Partijen zijn overeengekomen in correspondentie dat de rechtbank Limburg, locatie Roermond, de relatief bevoegde rechter is, zo hebben zij ter zitting meegedeeld.

3.Het geschil

In conventie

3.1.
De man vordert – kort samengevat – om:
voor recht te verklaren dat de vrouw ten tijde van het sluiten van het echtscheidingsconvenant op 9 juli 2021 het bestaan van de op haar naam staande bankrekening bij ABN AMRO heeft verzwegen;
voor recht te verklaren dat de vrouw het saldo op die rekening op de peildatum van 9 juli 2021vanwege die verzwijging aan de man heeft verbeurd;
de vrouw te veroordelen om het saldo van de op haar naam staande bankrekening bij ABN AMRO op de peildatum van 9 juli 2021 van € 86.746,32 aan de man te betalen, met wettelijke rente;
de vrouw te veroordelen om:
a. aan de man alle bankafschriften te verstrekken van bankrekening [bankrekeningnummer 2] over de periode van 1 september 2015, althans 1 januari 2020, tot en met juli 2021;
b. aan de man alle bankafschriften te verstrekken van de op haar naam staande bankrekening bij ABN AMRO over de periode van 30 december 2020 tot en met juli 2021;
c. aan de man een overzicht te verstrekken van de bankrekeningen waarop de door de verzekeraar Centraal Beheer Achmea aan de vrouw betaalde voorschotbetalingen zijn overgemaakt, zoals bedoeld in artikel 2.14 van echtscheidingsconvenant;
d. aan de man nadere informatie te verstrekken van alle op naam van de vrouw staande bankrekeningen in de periode van 1 januari 2020 tot aan de peildatum 9 juli 2020;
alles op straffe van een dwangsom van € 250,- per keer of per dag dat de vrouw weigert aan de veroordelingen te voldoen;
5. met veroordeling in de proceskosten.
3.2.
De vrouw voert verweer.
3.3.
Op hetgeen partijen over en weer hebben gesteld, zal hierna worden ingegaan.
In reconventie
3.4.
De vrouw vordert – kort samengevat - om:
I. de verdeling van de caravan vast te stellen zoals omschreven in artikel 2.9.2 van het echtscheidingsconvenant, aldus dat de caravan aan de man wordt toegescheiden;
II. de man te veroordelen om het bedrag te betalen dat hij vanwege overbedeling aan de vrouw moet voldoen;
III. de man te veroordelen in de proceskosten.
3.5.
De man voert verweer.
3.6.
Op hetgeen partijen over en weer hebben gesteld, zal hierna worden ingegaan.

4.De beoordeling

in conventie

4.1.
De man stelt dat de vrouw opzettelijk een tot de ontbonden huwelijksgemeenschap behorend goed heeft verzwegen, namelijk de bankrekening bij ABN AMRO op haar naam, waardoor zij op grond van artikel 3:194 lid 2 BW het saldo wat op de peildatum 9 juli 2021 op die rekening stond aan hem heeft verbeurd. (Naar partijen ter zitting hebben gesteld hadden zij als peildatum 7 juli 2021 afgesproken, zodat de rechtbank hier zal begrijpen dat de man 7 juli 2021 bedoelt.) Als niet het hele bedrag is verbeurd, moet het saldo worden verdeeld volgens de man.

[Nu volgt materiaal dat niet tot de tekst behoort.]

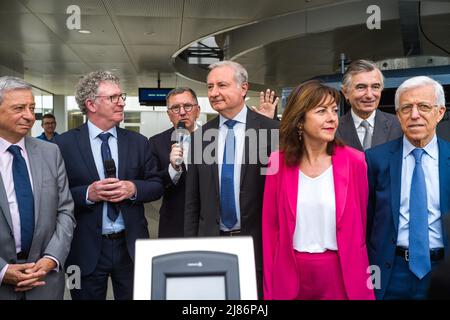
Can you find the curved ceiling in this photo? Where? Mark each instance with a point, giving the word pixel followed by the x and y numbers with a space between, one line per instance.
pixel 280 42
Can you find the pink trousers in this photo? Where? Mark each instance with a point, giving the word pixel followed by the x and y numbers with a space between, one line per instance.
pixel 320 276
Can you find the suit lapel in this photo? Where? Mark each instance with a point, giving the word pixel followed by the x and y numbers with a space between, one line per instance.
pixel 84 147
pixel 395 172
pixel 348 131
pixel 381 130
pixel 36 161
pixel 122 149
pixel 4 204
pixel 340 176
pixel 213 142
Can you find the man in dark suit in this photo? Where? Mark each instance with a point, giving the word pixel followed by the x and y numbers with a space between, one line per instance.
pixel 364 126
pixel 36 208
pixel 225 180
pixel 182 106
pixel 111 175
pixel 409 194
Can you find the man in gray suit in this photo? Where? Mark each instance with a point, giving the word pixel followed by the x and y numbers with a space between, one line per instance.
pixel 364 126
pixel 36 207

Dit omdat de bankrekening als vermogensbestanddeel is overgeslagen bij de verdeling, zodat er op grond van artikel 3:179 lid 2 BW alsnog verdeling moet plaatsvinden.
4.2.
De vrouw stelt dat de bankrekening bij ABN AMRO die op haar naam staat alleen is benut om de slotuitkering van € 192.500,- naar toe over te maken. De slotuitkering is aan haar toegedeeld, zodat er geen sprake is van een onverdeeld boedelbestanddeel. Ter zitting heeft de vrouw nader toegelicht dat zij de bankrekening bij ABN AMRO op 30 december 2020 heeft geopend. Wat er over was van de slotuitkering die op haar bankrekening bij ING is gestort, heeft zij in ‘losse delen’ overgemaakt naar haar bankrekening bij ABN AMRO. Van de slotuitkering had zij namelijk al ‘geleefd’ zodat niet meer het hele bedrag over was.
4.3.
Naar het oordeel van de rechtbank is er geen sprake van een onverdeeld boedelbestanddeel indien de bankrekening bij ABN AMRO alleen is gebruikt om de slotuitkering naar toe over te maken. De slotuitkering is namelijk verdeeld in die zin dat die volledig aan de vrouw is toegedeeld zonder verrekening. Of op de ABN AMRO rekening geen andere gelden dan de slotuitkering zijn binnengekomen, kan worden gecontroleerd door de bankafschriften te bekijken. Als daar in de periode tussen 30 december 2020 en de peildatum 7 juli 2021 alleen bedragen zijn bijgeschreven afkomstig van de bankrekening van de vrouw bij ING met het nummer [bankrekeningnummer 2] voor een bedrag dat in totaal niet hoger is dan het bedrag van de slotuitkering, dan hoeft er tussen partijen niets meer verdeeld te worden. Indien er echter ook gelden uit andere bronnen zijn binnengekomen, dan is er een vermogensbestanddeel dat nog dient te worden verdeeld.
4.4.
De rechtbank zal de vrouw dan ook gelasten ex artikel 22 Rv om bij akte alle bankafschriften van de bankrekening bij ABN AMRO over de periode van 30 december 2020 tot en met 7 juli 2021 in het geding te brengen. De man zal in de gelegenheid worden gesteld daarop bij akte te reageren.
4.5.
De man onderbouwt zijn overige vorderingen om stukken te verstrekken door te stellen dat de voorschotten op de schade-uitkering niet op de bij hem bekende bankrekeningen van partijen zijn binnengekomen. Hierdoor heeft hij het vermoeden dat er nog meer voor hem onbekende bankrekeningen bestaan. Verder stelt hij dat de vrouw gedurende het huwelijk bedragen aan de gemeenschappelijke bankrekening bij de ING met het nummer [bankrekeningnummer 3] heeft onttrokken en mogelijk naar onbekende bankrekeningen heeft weg gesluisd. Hij stelt recht op inlichtingen te hebben op grond van artikel 1:83 BW.
4.6.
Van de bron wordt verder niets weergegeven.